FOR ANYONE questioning whether the coronavirus pandemic has pushed female sport on the backburner, look just outside Ballarat.
In a world where grassroots sport has been crippled, there are those who are able and willing to find a way to muster up play.
Most notably for Ballarat, Central Highlands Football League launch a modified junior season this weekend.
We know getting back on the field is incredibly difficult and will continue to be a mammoth challenge if and when clubs have the chance, even if this be next year.
But where does this leave women's sport, particularly those who have made great in-roads in arenas traditionally dominated by men? Arenas, like football, where the senior men have always been the focal point on which clubs' rotate?
Western Victoria Female Football League is set to become one of the only female football leagues when it resurrects amid the pandemic next. Ararat Storm and Stawell will sport under-18 teams for the predominantly Warrnambool-based competition, which will also draw in players from Horsham Demons and Hamilton Kangaroos.
League pioneer Alicia Drew told The Standard this was a chance to build on momentum in a new and exciting league. This was a chance to "show off" the female game in a football starved region and find new fans, new players and a new appreciation for female football.
Former Golden Point Dragon Beck Phillips, who coaches Ararat Storm, told Ararat Advertiser the commitment shown to get players back on the field showed community support and a desire to see the girls' game grow.
This is not to say there is not a similar level of support for female football in Ballarat. This city's booming game has been a great example for the state. The Western Victoria league was a natural spin-off from the Ballarat Football League, which has put all competitions into recess this year.
What is does show is hope.
Female sport across the country entered lockdowns on a massive high having almost beaten the world record for a crowd at a women's sporting event with more than 86,000 fans for the ICC Women's Twenty20 World Cup at the MCG.
As sport at all levels grapples with COVID-19 impacts, the ongoing questions of sponsorship makes a very real prospect many events and clubs will fold. This is a time for clubs to really sort out their top priorities to survive.
Right about now we would have been celebrating a new Wimbledon champion, 50 years after Ballarat's Judy Dalton was among nine women to make a big play for parity in tennis. They each signed $1 professional contracts in a move to forever change women's sport.

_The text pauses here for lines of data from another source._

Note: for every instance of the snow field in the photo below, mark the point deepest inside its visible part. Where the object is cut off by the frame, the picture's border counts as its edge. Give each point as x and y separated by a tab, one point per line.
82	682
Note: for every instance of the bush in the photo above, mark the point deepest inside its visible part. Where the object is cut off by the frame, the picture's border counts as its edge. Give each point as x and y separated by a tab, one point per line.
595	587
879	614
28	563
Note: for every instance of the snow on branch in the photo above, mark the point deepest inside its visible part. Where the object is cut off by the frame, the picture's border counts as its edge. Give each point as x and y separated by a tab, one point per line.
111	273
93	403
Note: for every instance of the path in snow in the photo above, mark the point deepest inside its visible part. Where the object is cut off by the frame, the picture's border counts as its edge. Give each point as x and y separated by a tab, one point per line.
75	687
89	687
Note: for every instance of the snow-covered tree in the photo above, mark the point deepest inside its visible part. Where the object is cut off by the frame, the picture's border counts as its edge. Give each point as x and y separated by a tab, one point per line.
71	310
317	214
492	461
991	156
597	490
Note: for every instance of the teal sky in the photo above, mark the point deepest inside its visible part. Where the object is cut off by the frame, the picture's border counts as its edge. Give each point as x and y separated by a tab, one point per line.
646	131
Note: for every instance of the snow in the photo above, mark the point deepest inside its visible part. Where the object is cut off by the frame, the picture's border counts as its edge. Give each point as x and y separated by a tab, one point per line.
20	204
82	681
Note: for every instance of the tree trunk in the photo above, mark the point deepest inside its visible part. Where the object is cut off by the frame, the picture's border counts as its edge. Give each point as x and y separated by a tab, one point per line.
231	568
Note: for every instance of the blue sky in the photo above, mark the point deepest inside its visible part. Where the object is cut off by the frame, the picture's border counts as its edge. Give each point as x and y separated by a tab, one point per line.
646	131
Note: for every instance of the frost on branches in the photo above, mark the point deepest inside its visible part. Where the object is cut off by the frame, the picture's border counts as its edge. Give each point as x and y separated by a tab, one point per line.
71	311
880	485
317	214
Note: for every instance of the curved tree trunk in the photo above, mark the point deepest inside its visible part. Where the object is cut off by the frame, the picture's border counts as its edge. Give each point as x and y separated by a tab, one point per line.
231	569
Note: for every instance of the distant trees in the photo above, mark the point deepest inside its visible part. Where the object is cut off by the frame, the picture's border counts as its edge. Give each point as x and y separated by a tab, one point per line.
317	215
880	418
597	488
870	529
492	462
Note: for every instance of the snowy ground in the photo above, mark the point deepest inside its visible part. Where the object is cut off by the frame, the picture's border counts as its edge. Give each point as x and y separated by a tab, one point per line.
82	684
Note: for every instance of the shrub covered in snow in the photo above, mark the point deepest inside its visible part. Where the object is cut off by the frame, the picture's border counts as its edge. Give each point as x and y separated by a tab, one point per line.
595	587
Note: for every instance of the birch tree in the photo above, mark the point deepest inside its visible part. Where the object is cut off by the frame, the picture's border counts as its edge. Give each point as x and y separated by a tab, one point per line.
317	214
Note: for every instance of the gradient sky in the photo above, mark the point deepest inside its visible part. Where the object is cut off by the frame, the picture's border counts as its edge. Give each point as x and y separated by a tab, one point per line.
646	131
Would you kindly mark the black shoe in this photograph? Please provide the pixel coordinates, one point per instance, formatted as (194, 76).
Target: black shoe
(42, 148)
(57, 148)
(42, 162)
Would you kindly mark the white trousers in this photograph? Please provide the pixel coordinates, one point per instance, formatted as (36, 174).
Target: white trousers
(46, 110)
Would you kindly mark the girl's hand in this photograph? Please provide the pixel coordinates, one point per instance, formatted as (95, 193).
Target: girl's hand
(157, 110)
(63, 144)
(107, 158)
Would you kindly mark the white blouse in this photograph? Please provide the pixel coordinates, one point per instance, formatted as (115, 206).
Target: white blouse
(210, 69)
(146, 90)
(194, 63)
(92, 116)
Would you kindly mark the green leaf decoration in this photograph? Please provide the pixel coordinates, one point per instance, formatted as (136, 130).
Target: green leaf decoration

Early in the pandemic, Dalton told The Courier that while it was unlikely women's tennis would get back to her $1 protest days, it was not looking great either, especially for lowly-ranked players.
Or will it? Priorities for sport does not necessarily mean stripping back to how play used to be. Western Victoria female football is already proving this in its own way. This is a chance to forge a new way forward for women's sport.